Shouldn't calculations with fewer precisions take place faster? Then I wonder why someone should use Float16? They can do it even with Float128!

CodePudding user response:

As you can see, the effect you are expecting is present for Float32:

julia> rnd64 = rand(Float64, 1000);

julia> rnd32 = rand(Float32, 1000);

julia> rnd16 = rand(Float16, 1000);

julia> @btime $rnd64.^2;
  616.495 ns (1 allocation: 7.94 KiB)

julia> @btime $rnd32.^2;
  330.769 ns (1 allocation: 4.06 KiB)  # faster!!

julia> @btime $rnd16.^2;
  2.067 μs (1 allocation: 2.06 KiB)  # slower!!

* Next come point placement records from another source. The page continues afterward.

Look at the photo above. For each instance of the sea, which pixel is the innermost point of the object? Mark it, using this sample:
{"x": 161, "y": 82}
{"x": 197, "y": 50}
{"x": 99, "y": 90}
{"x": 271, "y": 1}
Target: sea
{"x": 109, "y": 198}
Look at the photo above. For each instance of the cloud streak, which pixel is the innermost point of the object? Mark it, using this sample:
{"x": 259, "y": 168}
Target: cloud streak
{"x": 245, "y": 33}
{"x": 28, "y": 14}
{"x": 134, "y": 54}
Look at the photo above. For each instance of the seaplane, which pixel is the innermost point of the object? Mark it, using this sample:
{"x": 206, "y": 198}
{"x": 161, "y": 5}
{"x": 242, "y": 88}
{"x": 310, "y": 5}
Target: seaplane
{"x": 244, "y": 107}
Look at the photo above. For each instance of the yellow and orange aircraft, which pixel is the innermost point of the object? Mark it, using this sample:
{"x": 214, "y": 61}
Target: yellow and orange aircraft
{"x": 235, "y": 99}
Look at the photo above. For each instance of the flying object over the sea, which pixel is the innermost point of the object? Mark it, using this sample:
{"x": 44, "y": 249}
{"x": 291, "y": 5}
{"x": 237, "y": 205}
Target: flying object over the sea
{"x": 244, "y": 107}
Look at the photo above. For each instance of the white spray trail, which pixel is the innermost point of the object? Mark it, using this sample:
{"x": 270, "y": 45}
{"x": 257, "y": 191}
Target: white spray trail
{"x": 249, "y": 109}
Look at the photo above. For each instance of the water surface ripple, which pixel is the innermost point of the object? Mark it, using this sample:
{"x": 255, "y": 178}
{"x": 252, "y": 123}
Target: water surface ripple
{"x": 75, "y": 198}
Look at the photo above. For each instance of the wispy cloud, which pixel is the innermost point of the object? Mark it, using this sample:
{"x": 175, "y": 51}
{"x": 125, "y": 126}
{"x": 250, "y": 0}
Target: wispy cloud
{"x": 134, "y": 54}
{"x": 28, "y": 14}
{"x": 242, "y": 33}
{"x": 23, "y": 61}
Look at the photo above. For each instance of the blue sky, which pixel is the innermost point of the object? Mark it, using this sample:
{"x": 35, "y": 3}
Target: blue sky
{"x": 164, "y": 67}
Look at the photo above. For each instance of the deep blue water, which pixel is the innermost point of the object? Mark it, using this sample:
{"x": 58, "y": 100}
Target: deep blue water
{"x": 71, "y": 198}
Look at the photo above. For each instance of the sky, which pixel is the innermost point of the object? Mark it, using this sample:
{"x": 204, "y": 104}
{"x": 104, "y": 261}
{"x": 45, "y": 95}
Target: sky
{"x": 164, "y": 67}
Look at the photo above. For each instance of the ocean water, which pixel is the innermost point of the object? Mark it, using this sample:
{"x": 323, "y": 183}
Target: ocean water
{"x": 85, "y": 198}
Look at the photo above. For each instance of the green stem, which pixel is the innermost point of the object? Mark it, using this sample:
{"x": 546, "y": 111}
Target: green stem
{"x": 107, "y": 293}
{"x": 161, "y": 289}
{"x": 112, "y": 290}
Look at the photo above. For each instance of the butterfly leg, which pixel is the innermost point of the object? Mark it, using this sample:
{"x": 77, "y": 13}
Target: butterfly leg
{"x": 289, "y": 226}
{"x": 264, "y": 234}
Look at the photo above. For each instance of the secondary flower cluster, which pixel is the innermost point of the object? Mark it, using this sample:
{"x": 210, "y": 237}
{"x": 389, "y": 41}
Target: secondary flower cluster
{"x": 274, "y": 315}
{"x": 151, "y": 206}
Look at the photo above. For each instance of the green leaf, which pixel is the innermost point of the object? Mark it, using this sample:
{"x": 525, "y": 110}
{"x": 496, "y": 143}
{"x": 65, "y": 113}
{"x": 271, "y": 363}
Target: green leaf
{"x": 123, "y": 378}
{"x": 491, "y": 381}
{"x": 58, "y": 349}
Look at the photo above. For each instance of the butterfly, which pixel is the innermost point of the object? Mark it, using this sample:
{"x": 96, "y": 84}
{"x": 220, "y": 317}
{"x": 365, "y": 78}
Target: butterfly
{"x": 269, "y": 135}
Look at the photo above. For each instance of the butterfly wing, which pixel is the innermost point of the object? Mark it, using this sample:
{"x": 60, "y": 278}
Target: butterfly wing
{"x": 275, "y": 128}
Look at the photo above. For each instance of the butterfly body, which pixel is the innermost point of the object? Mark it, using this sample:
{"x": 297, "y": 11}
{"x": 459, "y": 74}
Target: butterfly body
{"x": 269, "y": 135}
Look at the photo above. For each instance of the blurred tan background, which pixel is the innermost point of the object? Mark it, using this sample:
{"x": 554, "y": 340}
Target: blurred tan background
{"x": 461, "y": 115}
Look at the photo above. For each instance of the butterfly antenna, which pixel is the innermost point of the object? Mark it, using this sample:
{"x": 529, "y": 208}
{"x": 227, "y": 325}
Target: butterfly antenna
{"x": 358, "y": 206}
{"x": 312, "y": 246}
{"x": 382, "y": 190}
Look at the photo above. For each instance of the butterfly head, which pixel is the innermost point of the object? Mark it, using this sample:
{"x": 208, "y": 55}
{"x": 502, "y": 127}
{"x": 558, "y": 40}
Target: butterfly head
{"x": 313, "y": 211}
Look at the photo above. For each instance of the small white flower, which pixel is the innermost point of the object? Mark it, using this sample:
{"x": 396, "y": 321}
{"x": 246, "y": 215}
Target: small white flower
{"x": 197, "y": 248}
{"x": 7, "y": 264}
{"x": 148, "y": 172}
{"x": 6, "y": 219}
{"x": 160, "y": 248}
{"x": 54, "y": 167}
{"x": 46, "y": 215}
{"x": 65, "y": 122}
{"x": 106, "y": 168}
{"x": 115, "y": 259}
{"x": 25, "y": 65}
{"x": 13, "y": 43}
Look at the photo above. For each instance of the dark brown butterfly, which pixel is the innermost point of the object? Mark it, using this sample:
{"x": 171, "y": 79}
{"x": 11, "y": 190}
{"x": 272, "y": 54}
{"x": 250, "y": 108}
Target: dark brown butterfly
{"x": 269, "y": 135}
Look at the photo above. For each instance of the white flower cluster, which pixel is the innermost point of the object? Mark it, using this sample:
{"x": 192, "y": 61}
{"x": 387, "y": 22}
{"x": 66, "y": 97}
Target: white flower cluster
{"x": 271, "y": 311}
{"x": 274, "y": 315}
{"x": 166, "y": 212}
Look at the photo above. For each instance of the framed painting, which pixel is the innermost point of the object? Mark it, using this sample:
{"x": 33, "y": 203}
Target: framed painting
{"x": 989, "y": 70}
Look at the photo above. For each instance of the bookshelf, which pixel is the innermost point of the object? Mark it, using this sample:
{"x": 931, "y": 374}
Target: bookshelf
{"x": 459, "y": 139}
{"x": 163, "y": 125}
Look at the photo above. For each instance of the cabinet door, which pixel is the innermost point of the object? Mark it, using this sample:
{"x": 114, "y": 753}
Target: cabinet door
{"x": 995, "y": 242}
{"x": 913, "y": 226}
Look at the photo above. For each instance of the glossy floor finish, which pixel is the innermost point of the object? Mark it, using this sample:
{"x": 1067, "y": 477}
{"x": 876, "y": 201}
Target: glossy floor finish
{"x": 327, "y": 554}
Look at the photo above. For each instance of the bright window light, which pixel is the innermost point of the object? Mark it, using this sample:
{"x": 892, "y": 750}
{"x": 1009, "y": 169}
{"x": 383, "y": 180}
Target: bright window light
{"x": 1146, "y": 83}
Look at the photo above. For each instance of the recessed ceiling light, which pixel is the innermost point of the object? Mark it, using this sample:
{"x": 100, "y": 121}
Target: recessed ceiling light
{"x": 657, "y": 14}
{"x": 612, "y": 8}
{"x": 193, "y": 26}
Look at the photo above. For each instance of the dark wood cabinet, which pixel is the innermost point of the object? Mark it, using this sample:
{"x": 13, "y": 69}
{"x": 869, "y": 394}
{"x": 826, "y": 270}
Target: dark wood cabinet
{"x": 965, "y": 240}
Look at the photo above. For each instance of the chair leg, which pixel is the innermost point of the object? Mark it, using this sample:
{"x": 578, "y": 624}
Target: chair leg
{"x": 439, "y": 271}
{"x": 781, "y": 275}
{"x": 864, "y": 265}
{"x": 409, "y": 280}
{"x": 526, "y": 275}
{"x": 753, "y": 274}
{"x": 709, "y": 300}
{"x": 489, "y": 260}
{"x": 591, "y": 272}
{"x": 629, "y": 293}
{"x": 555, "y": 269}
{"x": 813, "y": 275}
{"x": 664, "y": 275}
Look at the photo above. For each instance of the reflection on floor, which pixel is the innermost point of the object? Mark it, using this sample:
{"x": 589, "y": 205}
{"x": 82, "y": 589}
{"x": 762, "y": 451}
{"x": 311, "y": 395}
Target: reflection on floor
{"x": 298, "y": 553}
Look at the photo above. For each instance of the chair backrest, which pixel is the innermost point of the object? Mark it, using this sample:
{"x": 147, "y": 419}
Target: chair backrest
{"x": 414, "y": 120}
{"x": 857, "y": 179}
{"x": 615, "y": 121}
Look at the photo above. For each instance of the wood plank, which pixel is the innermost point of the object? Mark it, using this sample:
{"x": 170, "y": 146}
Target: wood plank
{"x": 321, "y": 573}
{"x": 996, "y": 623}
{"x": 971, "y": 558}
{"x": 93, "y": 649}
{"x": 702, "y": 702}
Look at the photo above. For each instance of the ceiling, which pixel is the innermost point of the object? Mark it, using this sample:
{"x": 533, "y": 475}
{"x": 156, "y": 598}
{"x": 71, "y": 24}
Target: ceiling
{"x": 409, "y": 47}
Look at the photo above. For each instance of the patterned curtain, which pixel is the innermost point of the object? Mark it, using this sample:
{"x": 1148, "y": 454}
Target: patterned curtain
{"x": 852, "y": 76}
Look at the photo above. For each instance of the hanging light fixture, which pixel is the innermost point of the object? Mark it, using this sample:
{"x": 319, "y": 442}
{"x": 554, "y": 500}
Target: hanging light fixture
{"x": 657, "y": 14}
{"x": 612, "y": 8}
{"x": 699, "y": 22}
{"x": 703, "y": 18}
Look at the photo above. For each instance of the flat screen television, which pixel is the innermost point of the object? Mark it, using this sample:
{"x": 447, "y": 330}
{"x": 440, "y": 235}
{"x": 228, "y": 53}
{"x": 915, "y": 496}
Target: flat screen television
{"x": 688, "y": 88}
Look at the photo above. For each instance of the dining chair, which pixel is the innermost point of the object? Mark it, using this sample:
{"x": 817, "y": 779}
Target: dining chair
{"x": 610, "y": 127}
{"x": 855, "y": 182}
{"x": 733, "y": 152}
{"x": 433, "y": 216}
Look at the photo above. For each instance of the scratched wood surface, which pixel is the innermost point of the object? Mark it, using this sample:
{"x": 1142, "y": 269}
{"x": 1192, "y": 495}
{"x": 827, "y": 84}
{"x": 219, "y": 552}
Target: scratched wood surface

Float64 and Float32 have hardware support on most platforms, but Float16 does not, and must therefore be implemented in software.

Note also that you should use variable interpolation ($) when micro-benchmarking. The difference is significant here, not least in terms of allocations:

julia> @btime $rnd32.^2;
  336.187 ns (1 allocation: 4.06 KiB)

julia> @btime rnd32.^2;
  930.000 ns (5 allocations: 4.14 KiB)

CodePudding user response:

The short answer is that you probably shouldn't use Float16 unless you are using a GPU or an Apple CPU because (as of 2022) other processors don't have hardware support for Float16.